В боевой ситуации принято ценить мужество, но перед лицом неизбежности важнее оказывается простое хладнокровие. Оно нужнее всего не только когда карты ложатся в вашу пользу, но и когда судьба явно против вас.
Конор хорошо справился со своими обязанностями, хотя ему пришлось повозиться с моей костистой спиной, тем более что мое беспокойство очень мешало ему работать. В какой-то момент игла попала в ребро и вызвала невыносимую боль. Я начал сдавать, но тут эта процедура закончилась, и я потерял сознание.
Тем временем мою Гейл ожидало томительное бдение – из операционной я должен был появиться почти через 24 часа.
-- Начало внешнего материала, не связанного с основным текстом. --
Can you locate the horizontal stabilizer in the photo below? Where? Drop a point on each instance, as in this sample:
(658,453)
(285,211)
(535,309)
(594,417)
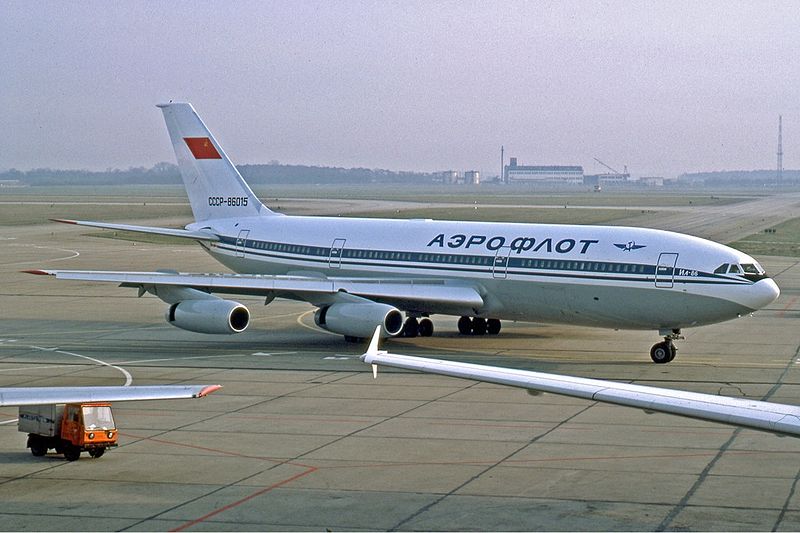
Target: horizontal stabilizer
(169,232)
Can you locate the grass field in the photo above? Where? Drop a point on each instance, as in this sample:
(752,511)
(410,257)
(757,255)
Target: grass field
(785,241)
(508,214)
(480,195)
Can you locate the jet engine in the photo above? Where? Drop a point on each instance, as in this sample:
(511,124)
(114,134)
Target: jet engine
(358,319)
(209,316)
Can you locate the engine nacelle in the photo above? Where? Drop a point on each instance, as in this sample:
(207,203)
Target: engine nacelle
(360,319)
(209,316)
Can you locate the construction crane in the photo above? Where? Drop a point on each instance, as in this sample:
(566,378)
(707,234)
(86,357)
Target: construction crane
(615,171)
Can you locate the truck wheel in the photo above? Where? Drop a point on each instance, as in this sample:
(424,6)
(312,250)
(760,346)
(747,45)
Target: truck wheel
(97,453)
(72,453)
(37,445)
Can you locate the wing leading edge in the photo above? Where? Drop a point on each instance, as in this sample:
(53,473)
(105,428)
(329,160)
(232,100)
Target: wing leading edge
(52,395)
(766,416)
(314,290)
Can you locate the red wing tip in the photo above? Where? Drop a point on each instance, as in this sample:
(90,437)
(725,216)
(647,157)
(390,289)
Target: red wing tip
(208,389)
(36,272)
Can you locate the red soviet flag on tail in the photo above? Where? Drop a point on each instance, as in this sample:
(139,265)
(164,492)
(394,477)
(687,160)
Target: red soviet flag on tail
(202,148)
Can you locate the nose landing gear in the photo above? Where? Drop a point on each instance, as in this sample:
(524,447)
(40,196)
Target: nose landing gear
(664,352)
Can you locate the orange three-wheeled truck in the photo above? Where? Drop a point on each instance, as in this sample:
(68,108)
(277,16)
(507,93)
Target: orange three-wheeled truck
(69,428)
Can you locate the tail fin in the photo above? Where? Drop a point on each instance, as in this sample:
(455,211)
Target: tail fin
(215,187)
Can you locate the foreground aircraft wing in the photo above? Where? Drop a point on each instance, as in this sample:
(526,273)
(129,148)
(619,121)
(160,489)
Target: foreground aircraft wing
(170,232)
(315,290)
(767,416)
(53,395)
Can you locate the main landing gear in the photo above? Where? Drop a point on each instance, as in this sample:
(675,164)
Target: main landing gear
(664,352)
(414,326)
(478,326)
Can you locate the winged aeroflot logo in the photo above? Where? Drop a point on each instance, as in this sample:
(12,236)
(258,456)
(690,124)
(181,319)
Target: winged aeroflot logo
(630,245)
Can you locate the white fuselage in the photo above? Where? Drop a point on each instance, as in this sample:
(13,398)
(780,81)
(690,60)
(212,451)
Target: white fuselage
(619,277)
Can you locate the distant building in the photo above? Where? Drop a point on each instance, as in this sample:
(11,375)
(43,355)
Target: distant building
(472,177)
(553,174)
(652,181)
(450,176)
(607,179)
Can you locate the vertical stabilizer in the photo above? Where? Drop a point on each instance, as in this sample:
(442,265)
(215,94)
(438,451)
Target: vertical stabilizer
(215,187)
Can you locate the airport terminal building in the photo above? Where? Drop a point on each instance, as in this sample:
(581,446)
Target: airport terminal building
(550,174)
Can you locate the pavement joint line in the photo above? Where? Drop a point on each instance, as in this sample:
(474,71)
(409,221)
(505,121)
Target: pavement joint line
(683,503)
(442,497)
(786,503)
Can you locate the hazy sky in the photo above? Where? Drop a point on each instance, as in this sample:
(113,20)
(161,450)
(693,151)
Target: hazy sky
(663,87)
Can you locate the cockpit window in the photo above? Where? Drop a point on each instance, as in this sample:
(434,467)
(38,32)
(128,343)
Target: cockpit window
(750,268)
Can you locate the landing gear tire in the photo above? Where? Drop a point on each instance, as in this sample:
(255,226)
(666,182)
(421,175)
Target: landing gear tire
(410,328)
(425,327)
(97,453)
(663,352)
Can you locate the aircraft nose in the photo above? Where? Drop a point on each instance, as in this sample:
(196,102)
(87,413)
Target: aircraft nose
(763,293)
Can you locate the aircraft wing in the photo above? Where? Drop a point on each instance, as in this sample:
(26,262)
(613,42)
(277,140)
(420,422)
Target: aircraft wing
(767,416)
(435,294)
(170,232)
(52,395)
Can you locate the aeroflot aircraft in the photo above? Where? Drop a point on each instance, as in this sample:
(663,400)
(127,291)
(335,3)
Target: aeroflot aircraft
(361,273)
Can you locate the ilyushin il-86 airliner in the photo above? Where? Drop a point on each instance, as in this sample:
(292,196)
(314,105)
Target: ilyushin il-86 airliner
(362,273)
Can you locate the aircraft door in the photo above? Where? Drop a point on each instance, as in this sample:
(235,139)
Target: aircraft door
(335,259)
(500,265)
(241,242)
(665,270)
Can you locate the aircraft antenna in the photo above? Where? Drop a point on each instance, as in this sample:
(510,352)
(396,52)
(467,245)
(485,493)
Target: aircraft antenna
(780,150)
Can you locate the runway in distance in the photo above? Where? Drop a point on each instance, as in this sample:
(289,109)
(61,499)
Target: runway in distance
(362,273)
(766,416)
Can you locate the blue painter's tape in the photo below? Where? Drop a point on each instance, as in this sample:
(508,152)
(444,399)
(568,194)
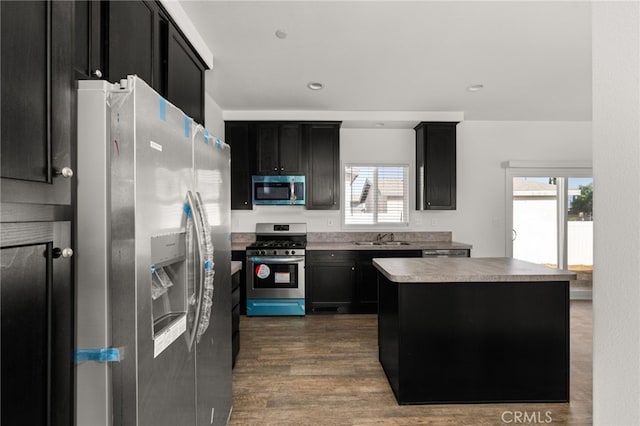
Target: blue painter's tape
(100,355)
(187,126)
(163,109)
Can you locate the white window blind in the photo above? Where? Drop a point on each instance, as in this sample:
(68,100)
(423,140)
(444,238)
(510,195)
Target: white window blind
(376,195)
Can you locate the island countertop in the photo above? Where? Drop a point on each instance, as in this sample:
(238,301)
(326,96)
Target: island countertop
(470,269)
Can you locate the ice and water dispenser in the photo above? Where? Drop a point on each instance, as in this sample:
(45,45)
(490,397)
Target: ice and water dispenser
(169,289)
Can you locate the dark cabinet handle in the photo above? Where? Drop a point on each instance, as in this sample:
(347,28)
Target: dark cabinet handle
(65,172)
(65,252)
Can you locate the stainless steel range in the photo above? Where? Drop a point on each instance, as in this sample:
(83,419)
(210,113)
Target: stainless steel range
(275,270)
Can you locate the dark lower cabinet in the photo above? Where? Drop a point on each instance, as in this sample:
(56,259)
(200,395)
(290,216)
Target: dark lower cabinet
(240,255)
(36,319)
(367,277)
(330,284)
(235,317)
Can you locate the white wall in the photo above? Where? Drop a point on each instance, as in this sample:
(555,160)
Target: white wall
(213,116)
(482,147)
(616,207)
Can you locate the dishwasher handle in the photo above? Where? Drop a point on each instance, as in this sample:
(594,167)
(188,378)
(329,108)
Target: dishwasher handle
(445,253)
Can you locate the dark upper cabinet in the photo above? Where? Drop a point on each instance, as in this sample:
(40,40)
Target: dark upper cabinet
(132,29)
(37,93)
(89,61)
(436,166)
(185,75)
(279,149)
(241,137)
(322,141)
(117,38)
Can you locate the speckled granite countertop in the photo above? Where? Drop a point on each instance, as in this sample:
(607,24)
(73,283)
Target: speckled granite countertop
(236,266)
(347,241)
(411,245)
(476,269)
С самого начала операции ей звонили и писали проникнутые заботой и состраданием эсэмэски самые разные люди. Впрочем, все они знали, что в этой ситуации самым лучшим признаком будет отсутствие каких-либо новостей, и чем дольше продлится операция, тем больше у меня будет шансов на жизнь.
Час следовал за часом. Через пять часов Гейл вышла прогуляться и столкнулась с Майком, который тоже вышел размяться. Он сказал, что операция на желудке прошла нормально. Теперь нужно было меня повернуть и начать вскрытие грудной клетки. По крайней мере, уже было ясно, что операцию не прекратят раньше времени.
Прошло еще пять часов. Майк появился снова и сказал Гейл, что, хотя операция была очень сложной, завершилась она полным успехом. Она вбежала, чтобы меня увидеть. Я был, как она потом рассказывала, скорее мертв, чем жив. И все-таки она разослала всем моим друзьям мейлы со словами, что Майк совершил чудо.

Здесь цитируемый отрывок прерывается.